O sindicato da PSP que divulgou fotografias dos assaltantes que fugiram do tribunal do Porto e que agrediam idosos voltou a partilhar fotografias. Desta vez, o Sindicato Unificado da Polícia de Segurança Pública mostra um agente em duas imagens: à esquerda com o uniforme vestido, à direita numa maca de hospital. “Espera-se uma reação do senhor ministro, já sabemos que ser polícia é ser cidadão de terceira”, refere este sindicato.

O alvo da mensagem é o ministro da Administração Interna, Eduardo Cabrita. Ainda assim, Peixoto Rodrigues, presidente do Sindicato Unificado da PSP, afirmou que a mensagem não é uma resposta às críticas de Cabrita à divulgação das imagens dos detidos. O ministro tinha considerado “absolutamente inaceitável” essa divulgação, tendo ainda requerido à Inspeção-Geral da Administração Interna que abrisse um inquérito quer à fuga dos assaltantes do Tribunal de Instrução Criminal (TIC) do Porto, quando estavam sob guarda das autoridades, quer à divulgação das imagens no Facebook. Também a PSP decidiu abrir um inquérito interno para investigar a divulgação das imagens.
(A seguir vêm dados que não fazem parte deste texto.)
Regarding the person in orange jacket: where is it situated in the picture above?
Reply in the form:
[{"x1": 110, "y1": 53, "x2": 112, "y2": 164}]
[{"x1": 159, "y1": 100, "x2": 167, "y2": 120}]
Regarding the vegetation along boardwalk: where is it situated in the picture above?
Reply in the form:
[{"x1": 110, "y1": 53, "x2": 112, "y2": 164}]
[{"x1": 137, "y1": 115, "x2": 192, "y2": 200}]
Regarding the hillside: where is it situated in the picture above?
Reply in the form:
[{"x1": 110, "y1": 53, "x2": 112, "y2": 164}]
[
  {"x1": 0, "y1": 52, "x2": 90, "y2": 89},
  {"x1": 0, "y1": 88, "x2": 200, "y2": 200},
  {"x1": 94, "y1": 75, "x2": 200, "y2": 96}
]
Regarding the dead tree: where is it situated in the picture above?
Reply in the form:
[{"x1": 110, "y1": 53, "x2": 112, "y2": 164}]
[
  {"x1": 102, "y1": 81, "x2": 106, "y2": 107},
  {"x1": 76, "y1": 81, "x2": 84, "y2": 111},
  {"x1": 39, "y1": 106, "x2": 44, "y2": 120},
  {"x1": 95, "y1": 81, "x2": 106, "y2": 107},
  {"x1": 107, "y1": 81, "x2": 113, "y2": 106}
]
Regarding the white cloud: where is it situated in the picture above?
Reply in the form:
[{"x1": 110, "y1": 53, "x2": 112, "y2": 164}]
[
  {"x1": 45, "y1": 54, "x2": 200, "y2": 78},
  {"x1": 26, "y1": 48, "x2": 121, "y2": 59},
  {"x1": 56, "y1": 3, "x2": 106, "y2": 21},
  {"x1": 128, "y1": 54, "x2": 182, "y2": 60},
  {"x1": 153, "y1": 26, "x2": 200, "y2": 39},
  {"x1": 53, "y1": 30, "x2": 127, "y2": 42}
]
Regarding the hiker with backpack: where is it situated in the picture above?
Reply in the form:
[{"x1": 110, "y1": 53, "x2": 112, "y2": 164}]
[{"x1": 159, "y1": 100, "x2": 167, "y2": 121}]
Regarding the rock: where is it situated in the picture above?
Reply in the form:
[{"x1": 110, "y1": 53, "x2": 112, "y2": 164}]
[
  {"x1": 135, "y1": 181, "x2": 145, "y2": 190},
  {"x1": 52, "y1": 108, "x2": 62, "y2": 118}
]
Cada vez que um polícia é agredido nós publicamos. Não tem nada a ver com aquelas imagens que surgiram, com aquela fotografia dos suspeitos que foram detidos no Porto. A nossa intenção é sempre demonstrar ao público em geral e ao poder político em particular as condições em que os polícias trabalham. Os polícias são alvos de agressões diárias, umas mais graves do que as outras, e esta teve alguma gravidade porque aconteceu no domingo e ainda ontem [segunda-feira] o polícia teve de ser intervencionado”, referiu o sindicalista.

Na publicação, o sindicato critica ainda “os defensores dos direitos, liberdades e garantias” que consideram que “isto é apenas o risco da profissão”.

Quem tirou fotografia dos assaltantes “não o devia ter feito”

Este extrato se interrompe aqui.